We dropped the habit of recent years of spending New Year’s Eve in Edinburgh. Instead we travelled south to celebrate with A, C, N and S.
S told us that we would be having “something called boeuf bourguignon” for dinner. She kindly started to explain to me what this was until I interrupted and reminded her that I had a degree in French.
Later in the evening one of S and N’s babies, who I discovered lying on his back in his cot, raised his little fists, struck out at my chest, and pushed me upwards. Such was the force that I was sent flying towards the ceiling, where I then got stuck. TPR had to stand on his toes to reach up and pull me back down to the floor again.
By the time that I came back down everyone’s hair had reverted to the colour of their youth.
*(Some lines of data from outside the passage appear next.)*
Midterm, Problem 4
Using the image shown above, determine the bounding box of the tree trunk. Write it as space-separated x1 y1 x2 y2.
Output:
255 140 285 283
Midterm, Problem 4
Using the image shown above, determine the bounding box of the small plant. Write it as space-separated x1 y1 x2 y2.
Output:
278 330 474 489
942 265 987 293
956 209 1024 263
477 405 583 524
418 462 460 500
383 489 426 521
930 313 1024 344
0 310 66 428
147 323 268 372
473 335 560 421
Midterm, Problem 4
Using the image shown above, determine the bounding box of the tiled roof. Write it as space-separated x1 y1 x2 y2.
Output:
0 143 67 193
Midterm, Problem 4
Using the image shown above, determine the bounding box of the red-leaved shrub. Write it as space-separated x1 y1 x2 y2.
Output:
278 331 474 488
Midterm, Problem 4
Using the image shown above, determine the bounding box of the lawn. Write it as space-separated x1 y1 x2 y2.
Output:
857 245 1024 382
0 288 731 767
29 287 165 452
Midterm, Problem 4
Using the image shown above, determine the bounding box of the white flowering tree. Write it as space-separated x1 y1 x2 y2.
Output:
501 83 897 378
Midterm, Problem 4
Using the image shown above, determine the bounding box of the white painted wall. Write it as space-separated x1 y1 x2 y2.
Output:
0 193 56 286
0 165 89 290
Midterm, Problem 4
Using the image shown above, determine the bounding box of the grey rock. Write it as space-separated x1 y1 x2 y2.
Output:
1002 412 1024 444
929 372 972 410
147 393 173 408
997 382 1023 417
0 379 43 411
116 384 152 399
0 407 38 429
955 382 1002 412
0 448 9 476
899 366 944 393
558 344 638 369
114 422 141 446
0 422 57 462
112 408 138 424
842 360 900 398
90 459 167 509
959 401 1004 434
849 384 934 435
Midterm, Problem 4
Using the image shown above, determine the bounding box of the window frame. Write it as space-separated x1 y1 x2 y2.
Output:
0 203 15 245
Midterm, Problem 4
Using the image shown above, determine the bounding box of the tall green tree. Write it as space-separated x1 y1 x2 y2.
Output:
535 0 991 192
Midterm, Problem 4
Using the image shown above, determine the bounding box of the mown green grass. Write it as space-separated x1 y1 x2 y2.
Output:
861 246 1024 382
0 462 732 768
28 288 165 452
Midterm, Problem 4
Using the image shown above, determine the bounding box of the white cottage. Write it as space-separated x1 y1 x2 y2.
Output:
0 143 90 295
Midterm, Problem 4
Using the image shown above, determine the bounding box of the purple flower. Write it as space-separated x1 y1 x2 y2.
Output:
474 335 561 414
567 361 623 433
How not to peer review conference submissions (Rousse)
AM reminded me why she would have very little time to herself next academic year: she was organising a conference in Leipzig. Apart from the idiotic behaviour of one of her colleagues, who refereed conference submissions by lining up yellow witch’s hat bollards along the roadside and pinning to them notes of caustic comments hand-written in red crayon, all was going well.
At first I thought this lunatic was one of my colleagues because both men shared the same name. However, I soon found out that the man in question was not the small-framed engineer of my acquaintance, but someone else completely.